Right now, I'm sick as a dog, lying in bed by seven for the third night in a row. So even though my life is right now the best it has ever been, I'm still super-cranky.
But I think even if I were well, I would hate The Secret. Basically, "The Secret" is that if you think about something, you draw that thing to you.
I think this means that crazy woman who is obsessed with David Letterman who believes that David Letterman is in love with her should be marrying him any day now.
Anyway, I'm not sure how the basic idea differs from the culty stuff in What the bleep do we know? The basic idea is all the same.
The power of self-delusion.
Which is not to say that self-delusion isn't a powerful force in this world.
But geez...
CC
6 comments:
Do you also think that prayer has no actual effect?
The difference between prayer and "The Secret" -- for those of us who believe in the possibility of such power in prayer -- is that prayer is emphatically not a formula for controlling the universe. It is a means of petition, but to petition is not to guarantee. The message of "the secret" seems to imply some form of mastery of the universe, that all is within your will to control. (I'm only answering as though I were asked the question, and I'm not speaking for CC)
I'm really glad you wrote this, CC.
As far as I can tell, 3 of 5 of my close friends are really into The Secret/The Law of Attraction and it's frankly driving me NUTS.
Theologically, it seems that it leads to the idea that poor people deserve poverty because they attract it; sick people deserve sickness because they attract it; the oppressed deserve oppression because they attract it.
I just can't buy that. And people are absolutely convinced that there is some science behind this law of attraction, which I've never seen properly explained, which reminds me a lot of The Forum (What's it about? Oh, you just have to go. What do you do? We do a lot. You just have to go.)
Well, I can't definitively establish that prayer has no effect. But I can say that I think it's reasonable to assume the null hypothesis.
Fundamentally, I believe that the best way to draw conclusions about the observable world is to observe it. To me, that includes those aspects of the spiritual which are claimed to have observable effects.

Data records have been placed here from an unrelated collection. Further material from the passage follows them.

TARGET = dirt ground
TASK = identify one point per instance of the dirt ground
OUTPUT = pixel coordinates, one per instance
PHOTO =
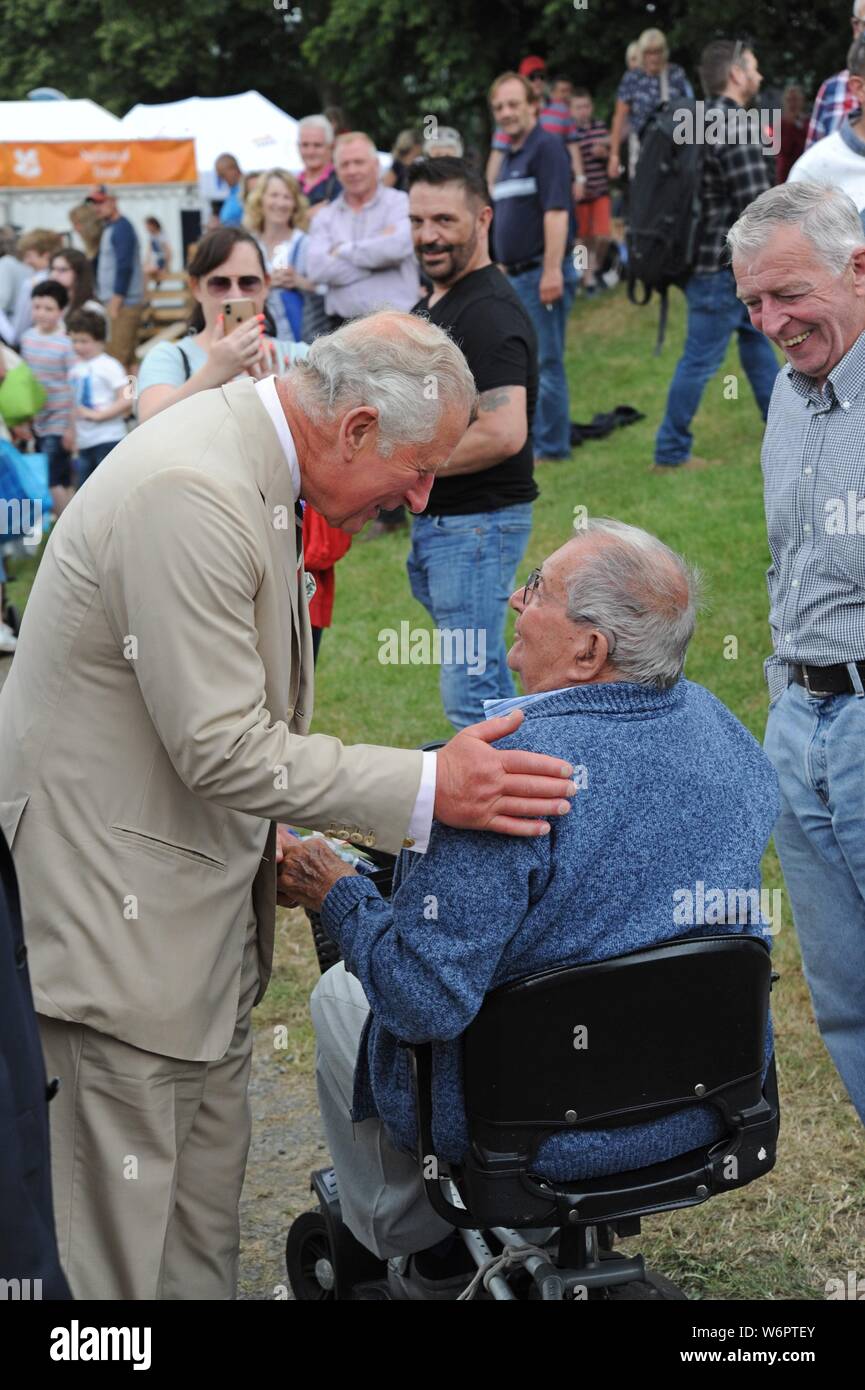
(287, 1144)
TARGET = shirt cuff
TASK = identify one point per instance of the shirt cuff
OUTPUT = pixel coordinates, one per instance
(420, 824)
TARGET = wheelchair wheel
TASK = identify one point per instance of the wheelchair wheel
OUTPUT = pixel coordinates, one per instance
(654, 1290)
(309, 1260)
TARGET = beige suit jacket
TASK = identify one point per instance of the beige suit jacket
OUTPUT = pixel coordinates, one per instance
(153, 729)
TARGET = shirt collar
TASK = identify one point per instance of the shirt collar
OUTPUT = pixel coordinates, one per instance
(846, 378)
(369, 203)
(269, 398)
(504, 706)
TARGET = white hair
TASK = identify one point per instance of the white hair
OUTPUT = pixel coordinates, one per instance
(641, 595)
(445, 136)
(320, 123)
(405, 367)
(351, 138)
(652, 39)
(823, 213)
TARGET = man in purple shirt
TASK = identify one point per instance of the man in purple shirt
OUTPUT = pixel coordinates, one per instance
(360, 243)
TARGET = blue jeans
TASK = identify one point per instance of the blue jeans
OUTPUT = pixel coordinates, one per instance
(462, 569)
(551, 427)
(817, 748)
(714, 313)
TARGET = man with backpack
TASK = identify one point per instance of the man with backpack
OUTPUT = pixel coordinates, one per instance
(730, 174)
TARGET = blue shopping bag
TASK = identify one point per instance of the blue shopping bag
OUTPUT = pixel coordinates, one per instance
(24, 492)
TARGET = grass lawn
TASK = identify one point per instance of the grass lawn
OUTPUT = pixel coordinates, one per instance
(785, 1236)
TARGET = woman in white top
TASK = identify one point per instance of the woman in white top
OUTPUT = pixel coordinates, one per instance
(74, 271)
(227, 264)
(277, 213)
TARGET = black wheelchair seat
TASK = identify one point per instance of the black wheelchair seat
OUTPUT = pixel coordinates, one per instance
(608, 1044)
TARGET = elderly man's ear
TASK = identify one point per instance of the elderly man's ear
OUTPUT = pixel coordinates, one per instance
(359, 427)
(590, 655)
(858, 270)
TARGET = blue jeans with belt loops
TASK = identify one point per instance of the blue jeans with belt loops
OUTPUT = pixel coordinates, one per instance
(818, 747)
(463, 570)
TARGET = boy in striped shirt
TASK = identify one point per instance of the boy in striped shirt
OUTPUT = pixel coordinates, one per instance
(593, 206)
(47, 352)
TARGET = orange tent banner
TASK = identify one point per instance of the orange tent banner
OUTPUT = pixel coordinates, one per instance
(74, 163)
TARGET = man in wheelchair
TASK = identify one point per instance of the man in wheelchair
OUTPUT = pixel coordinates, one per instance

And there is a kernel of truth to "The Secret". That book's great fallacy is expanding that one kernel into an entire bag of popcorn.

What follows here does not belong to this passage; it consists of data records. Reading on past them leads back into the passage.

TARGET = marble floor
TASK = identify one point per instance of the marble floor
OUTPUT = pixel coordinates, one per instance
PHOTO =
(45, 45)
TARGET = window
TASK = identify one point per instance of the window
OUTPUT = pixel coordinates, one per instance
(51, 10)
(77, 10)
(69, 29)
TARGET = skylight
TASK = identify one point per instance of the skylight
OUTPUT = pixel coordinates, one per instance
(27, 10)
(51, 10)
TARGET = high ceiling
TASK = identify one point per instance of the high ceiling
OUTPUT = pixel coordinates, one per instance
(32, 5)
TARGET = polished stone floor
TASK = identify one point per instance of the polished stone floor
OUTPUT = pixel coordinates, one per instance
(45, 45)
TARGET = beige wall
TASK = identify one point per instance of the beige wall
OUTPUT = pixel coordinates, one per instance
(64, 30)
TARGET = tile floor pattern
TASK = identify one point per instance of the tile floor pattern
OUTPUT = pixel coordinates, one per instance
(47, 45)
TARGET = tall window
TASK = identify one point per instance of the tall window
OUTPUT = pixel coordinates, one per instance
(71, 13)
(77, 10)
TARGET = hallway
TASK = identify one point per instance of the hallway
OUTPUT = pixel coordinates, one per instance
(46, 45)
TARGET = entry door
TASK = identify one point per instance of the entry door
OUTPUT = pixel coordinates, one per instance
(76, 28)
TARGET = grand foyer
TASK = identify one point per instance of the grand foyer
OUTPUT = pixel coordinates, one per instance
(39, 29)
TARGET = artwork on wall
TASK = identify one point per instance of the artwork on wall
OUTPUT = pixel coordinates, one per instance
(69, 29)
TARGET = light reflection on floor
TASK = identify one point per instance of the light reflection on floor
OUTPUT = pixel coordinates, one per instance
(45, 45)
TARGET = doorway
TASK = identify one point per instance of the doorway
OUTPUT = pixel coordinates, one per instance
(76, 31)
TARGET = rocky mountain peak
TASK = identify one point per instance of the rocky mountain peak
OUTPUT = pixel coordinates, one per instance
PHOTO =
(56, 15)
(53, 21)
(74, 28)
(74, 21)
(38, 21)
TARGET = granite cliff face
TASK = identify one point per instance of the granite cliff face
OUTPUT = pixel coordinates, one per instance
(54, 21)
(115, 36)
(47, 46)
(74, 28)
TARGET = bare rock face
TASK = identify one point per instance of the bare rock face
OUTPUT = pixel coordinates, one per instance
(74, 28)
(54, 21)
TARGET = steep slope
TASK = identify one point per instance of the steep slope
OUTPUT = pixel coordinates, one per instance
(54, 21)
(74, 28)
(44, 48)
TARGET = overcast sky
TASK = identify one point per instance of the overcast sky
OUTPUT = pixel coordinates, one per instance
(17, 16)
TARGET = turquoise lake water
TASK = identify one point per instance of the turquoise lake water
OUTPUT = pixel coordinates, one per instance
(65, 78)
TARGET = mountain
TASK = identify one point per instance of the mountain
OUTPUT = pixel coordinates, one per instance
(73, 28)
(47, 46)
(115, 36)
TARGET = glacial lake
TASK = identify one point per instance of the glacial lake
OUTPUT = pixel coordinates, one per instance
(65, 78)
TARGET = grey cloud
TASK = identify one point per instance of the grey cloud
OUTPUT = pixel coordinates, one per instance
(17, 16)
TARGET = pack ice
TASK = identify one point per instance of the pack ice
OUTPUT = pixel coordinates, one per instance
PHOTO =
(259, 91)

I'm talking, of course, about the placebo effect. It's well established that placebos CAN have real effects on healing times versus nothing at all. That's why we use placebos in drug trials - to counteract the inherent healing effect of giving someone a pill they THINK will heal them.
The placebo effect is, to quote the literature, "poorly understood". We really don't know WHY it works. Personally, I think this is an interesting question, and one squarely situated on the interface between spiritual and observable matters.
Sorry you're so sickety-sick!! Get better!
And yes, I ranted to my Ex the other day about how vile The Secret is -- try telling 9/10 of the world that they can bring comfort and abundance to themselves by the power of positive thinking. It's so offensively middle-class, so blind to privilege, so totally every other New Age Bliss Ninny formula repackaged... ach, don't get me started.
If you think you have contempt for “The Secret”, you should hear what many Neopagans are saying. The Secret is nothing more than witchcraft lite, for people who haven’t the moral courage to use the word “witch”. It reads like “Chaos Magic”, but without the lessons in self discipline. If you added God(s), the necessity for prayer, many hours of study of various texts, plus a strict moral code, you’d more or less have witchcraft as practiced by many Wiccans. They consider “The Secret” aficionados as “fluffy bunny” as teenagers who think watching an episode of “Charmed” makes them a High Druid.
The CSO’s comments on placebo effect touch on my variety of Neopaganism, on religious magic- that the Divine deals only with hearts and souls, not the material world. Rather than asking for money, for example, someone of my tradition would ask for help with the discipline and endurance required to earn the extra money needed. But that’s not fast or easy enough to be a best seller like The Secret.
P.S. If I thought The Secret would work, I'd use it make the word verification work the first time!